Seit einigen Tagen herrscht Frost. In der Nacht von Freitag auf Samstag (20./21. Dezember 1991) beginnt es zu schneien. Auf den Höhen liegen bald 25 Zentimeter Schnee. Hoffnung auf eine weiße Weihnacht keimt auf. Am Samstagnachmittag aber beginnt es zu regnen, immer heftiger. Der Oberharmersbacher »Wetterfrosch« Severin Heisch, seit Jahr und Tag verlässlich mit Wetterdaten beschäftigt, misst in den folgenden 24 Stunden 108 Liter (Millimeter) pro Quadratmeter, die jemals höchste aufgezeichnete Menge für diesen Zeitraum.

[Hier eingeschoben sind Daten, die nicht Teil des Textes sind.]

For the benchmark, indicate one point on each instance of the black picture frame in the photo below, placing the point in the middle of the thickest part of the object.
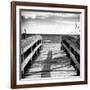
(14, 84)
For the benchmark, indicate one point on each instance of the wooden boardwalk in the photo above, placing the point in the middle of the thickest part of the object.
(52, 62)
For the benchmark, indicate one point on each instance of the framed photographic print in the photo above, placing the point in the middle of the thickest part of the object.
(48, 44)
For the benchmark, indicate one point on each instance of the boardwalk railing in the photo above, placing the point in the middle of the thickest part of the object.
(30, 48)
(70, 46)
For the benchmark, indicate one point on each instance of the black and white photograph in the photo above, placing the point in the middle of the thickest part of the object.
(49, 44)
(45, 55)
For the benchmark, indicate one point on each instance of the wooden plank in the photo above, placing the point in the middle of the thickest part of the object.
(29, 42)
(29, 57)
(72, 56)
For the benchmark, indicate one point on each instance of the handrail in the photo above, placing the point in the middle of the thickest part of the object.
(29, 57)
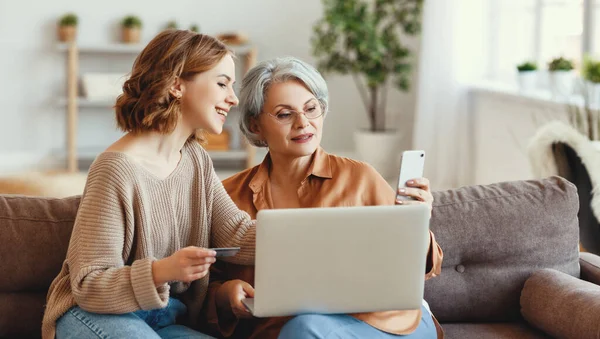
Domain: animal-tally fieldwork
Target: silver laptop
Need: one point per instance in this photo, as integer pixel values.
(339, 260)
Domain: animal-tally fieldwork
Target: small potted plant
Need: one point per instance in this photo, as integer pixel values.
(67, 27)
(591, 76)
(131, 29)
(527, 75)
(562, 77)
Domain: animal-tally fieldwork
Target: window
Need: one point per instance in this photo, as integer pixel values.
(540, 30)
(595, 28)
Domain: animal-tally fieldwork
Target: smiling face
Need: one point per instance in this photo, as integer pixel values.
(300, 137)
(207, 98)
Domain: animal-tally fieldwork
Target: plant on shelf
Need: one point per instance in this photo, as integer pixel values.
(560, 64)
(131, 27)
(527, 75)
(591, 70)
(587, 118)
(365, 39)
(172, 25)
(562, 78)
(67, 27)
(527, 66)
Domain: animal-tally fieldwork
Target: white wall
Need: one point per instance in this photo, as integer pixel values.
(503, 123)
(32, 70)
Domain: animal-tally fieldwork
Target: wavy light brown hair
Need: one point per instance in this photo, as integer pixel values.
(146, 103)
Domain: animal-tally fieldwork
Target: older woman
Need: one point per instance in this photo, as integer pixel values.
(284, 103)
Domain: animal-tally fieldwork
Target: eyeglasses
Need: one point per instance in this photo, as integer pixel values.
(288, 116)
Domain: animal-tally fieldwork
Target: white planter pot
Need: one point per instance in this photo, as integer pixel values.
(527, 81)
(592, 94)
(381, 150)
(561, 84)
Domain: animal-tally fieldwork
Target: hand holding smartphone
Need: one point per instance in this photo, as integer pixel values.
(226, 251)
(411, 167)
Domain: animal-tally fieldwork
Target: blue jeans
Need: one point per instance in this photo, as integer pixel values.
(334, 326)
(77, 323)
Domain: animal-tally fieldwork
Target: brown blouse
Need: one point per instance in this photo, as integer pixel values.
(331, 181)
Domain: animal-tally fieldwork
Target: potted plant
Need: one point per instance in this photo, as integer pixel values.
(172, 25)
(131, 29)
(527, 76)
(591, 76)
(67, 27)
(363, 38)
(562, 77)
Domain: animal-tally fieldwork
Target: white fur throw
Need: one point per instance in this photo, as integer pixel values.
(542, 158)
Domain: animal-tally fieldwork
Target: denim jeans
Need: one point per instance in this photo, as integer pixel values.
(337, 326)
(77, 323)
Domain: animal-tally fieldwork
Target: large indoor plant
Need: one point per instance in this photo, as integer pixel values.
(591, 77)
(363, 38)
(527, 75)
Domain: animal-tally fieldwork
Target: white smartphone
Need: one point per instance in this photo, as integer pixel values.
(411, 167)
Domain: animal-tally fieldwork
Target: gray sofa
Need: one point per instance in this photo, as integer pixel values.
(511, 266)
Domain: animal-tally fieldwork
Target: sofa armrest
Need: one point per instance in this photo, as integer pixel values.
(561, 305)
(590, 267)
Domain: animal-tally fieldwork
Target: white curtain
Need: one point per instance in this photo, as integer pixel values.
(453, 55)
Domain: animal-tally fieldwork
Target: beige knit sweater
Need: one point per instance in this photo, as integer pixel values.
(129, 218)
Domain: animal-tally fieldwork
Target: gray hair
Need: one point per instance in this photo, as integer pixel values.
(259, 78)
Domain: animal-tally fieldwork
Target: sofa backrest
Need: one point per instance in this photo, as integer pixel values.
(34, 237)
(494, 237)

Starkregen und Schneeschmelze
Auf die Gemarkungsfläche umgerechnet ergibt dies rund 4,5 Millionen Kubikmeter Wasser. Der Schnee schmilzt rasch dahin und vergrößert die Wassermenge. Der gefrorene Boden lässt nichts versickern. Und so läuft alles zusammen in den Seitenbächen, deren Pegel rasch ansteigen und die letztendlich in den Talbach münden, der schon, vom hinteren Zuwald kommend, enorme Wassermengen mit sich führt. Die Katastrophe nimmt ihren Lauf.
Alarm mitten in der Nacht
Als in der Nacht zum Sonntag um 2.41 Uhr Sirenenalarm die Bevölkerung aus dem Schlaf reißt, sind seit geraumer Zeit etliche Feuerwehrleute im Einsatz, um dem Wasser zu wehren. Sie pumpen Keller leer und versuchen, das über die Straße fließende Wasser rasch abzuleiten. Es regnet in Strömen, das Schmelzwasser ist ein zusätzliches »Wasserreservoir«. Der Einsatz der Feuerwehr scheint ohne Wirkung.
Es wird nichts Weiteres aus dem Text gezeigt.